Buona Primavera…

Ed i piccoli fuochi si sono accesi, di nuovo, nascosti, in silenzio, lontano dal clamore…ogni anno vivo con emozione profonda quei pochi attimi che precedono l’accendersi del primo fuoco di Primavera: il mio pensiero va a chi ha illuminato la Via come pochi hanno avuto il permesso di fare; ed agli uomini semplici, buoni e leali, che pur avanti nel loro personale cammino, su quella stessa Via dimenticata, perenne e solitaria, tendono la mano e spingono con risoluta fermezza al fare ‘esperientia‘.

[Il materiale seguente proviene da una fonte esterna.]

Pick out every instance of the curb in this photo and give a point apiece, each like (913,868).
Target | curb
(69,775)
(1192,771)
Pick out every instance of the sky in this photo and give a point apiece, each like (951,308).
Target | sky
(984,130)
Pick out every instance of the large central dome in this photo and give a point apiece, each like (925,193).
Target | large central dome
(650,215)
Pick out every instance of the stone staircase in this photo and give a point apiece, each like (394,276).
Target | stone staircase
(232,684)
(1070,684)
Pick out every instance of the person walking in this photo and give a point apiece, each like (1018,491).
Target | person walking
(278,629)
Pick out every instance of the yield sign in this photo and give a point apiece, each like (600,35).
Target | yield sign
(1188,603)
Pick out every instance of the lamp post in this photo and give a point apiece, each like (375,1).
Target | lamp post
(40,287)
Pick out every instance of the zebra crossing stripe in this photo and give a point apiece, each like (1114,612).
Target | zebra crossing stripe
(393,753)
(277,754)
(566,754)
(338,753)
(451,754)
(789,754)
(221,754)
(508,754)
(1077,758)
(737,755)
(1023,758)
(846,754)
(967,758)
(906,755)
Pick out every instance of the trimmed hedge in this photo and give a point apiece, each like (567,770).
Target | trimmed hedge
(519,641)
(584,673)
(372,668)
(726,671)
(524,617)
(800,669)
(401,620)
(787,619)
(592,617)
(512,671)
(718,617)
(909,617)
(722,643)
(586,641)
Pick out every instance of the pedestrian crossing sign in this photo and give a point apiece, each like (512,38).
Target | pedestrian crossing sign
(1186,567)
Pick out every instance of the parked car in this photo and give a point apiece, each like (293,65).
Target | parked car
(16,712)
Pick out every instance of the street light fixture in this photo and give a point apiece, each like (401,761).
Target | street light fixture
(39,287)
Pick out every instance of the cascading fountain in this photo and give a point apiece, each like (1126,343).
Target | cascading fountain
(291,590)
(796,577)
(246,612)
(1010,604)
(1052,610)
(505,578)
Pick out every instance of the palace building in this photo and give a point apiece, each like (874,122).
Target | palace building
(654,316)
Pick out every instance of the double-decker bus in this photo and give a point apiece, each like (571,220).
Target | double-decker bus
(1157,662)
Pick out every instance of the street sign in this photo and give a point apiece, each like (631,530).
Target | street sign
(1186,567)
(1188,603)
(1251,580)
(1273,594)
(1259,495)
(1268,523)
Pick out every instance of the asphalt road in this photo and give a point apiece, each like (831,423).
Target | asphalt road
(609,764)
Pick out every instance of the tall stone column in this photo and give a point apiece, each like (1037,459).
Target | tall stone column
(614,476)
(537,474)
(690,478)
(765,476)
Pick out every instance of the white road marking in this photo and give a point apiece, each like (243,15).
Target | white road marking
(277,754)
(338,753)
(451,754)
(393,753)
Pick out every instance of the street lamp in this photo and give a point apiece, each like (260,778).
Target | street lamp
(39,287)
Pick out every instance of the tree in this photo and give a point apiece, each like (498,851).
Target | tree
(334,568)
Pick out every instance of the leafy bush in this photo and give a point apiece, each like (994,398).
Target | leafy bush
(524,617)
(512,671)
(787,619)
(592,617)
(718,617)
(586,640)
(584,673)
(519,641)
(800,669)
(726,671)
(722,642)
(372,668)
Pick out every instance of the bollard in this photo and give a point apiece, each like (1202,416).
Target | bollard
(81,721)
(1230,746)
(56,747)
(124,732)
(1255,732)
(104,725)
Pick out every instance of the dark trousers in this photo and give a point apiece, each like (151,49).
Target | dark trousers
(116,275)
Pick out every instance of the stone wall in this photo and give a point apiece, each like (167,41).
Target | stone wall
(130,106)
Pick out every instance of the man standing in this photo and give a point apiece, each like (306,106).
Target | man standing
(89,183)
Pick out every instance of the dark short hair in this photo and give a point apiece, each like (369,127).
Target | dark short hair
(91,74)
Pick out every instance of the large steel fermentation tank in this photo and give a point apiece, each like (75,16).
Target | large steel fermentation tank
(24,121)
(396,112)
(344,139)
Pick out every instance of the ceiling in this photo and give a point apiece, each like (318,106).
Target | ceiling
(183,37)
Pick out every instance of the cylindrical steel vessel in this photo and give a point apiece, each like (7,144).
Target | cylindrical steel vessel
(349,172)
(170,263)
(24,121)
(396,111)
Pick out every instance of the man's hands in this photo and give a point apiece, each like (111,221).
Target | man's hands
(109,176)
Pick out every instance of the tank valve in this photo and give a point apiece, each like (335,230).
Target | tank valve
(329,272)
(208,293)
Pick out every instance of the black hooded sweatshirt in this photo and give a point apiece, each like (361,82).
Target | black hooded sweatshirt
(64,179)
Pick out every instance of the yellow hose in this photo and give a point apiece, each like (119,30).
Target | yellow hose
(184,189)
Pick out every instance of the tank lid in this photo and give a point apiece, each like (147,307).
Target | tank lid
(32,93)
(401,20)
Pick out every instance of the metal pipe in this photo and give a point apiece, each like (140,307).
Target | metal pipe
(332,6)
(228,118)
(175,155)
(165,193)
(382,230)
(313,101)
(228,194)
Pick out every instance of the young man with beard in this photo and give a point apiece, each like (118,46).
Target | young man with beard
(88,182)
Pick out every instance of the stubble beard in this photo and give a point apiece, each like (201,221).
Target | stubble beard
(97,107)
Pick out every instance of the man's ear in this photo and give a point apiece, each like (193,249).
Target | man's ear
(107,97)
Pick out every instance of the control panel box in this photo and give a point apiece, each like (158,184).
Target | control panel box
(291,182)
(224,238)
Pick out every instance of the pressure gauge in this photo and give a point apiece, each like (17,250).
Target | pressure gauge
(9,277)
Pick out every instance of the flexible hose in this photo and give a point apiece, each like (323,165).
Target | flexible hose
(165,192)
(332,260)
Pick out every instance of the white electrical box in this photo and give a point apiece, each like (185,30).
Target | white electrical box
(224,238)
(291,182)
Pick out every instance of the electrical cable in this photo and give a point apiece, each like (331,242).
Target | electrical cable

Questa notte il fiammifero mi ha indicato un passaggio famoso, e forse poco notato:

Fulcanelli_Tav_XIII

Il Mistero delle Cattedrali – Tav. XIII, Congiunzione dello zolfo e del mercurio

Nel cerchio seguente si vede iscritto un grifone. Il mostro mitologico, che ha testa e petto d’aquila mentre prende dal leone il resto del corpo, inizia lo studioso alle qualità contrarie che è necessario riunire nella materia filosofale. Troviamo in questa immagine il geroglifico della prima congiunzione

[Fulcanelli, Il Mistero delle Cattedrali, Ed. Mediterranee, p. 145]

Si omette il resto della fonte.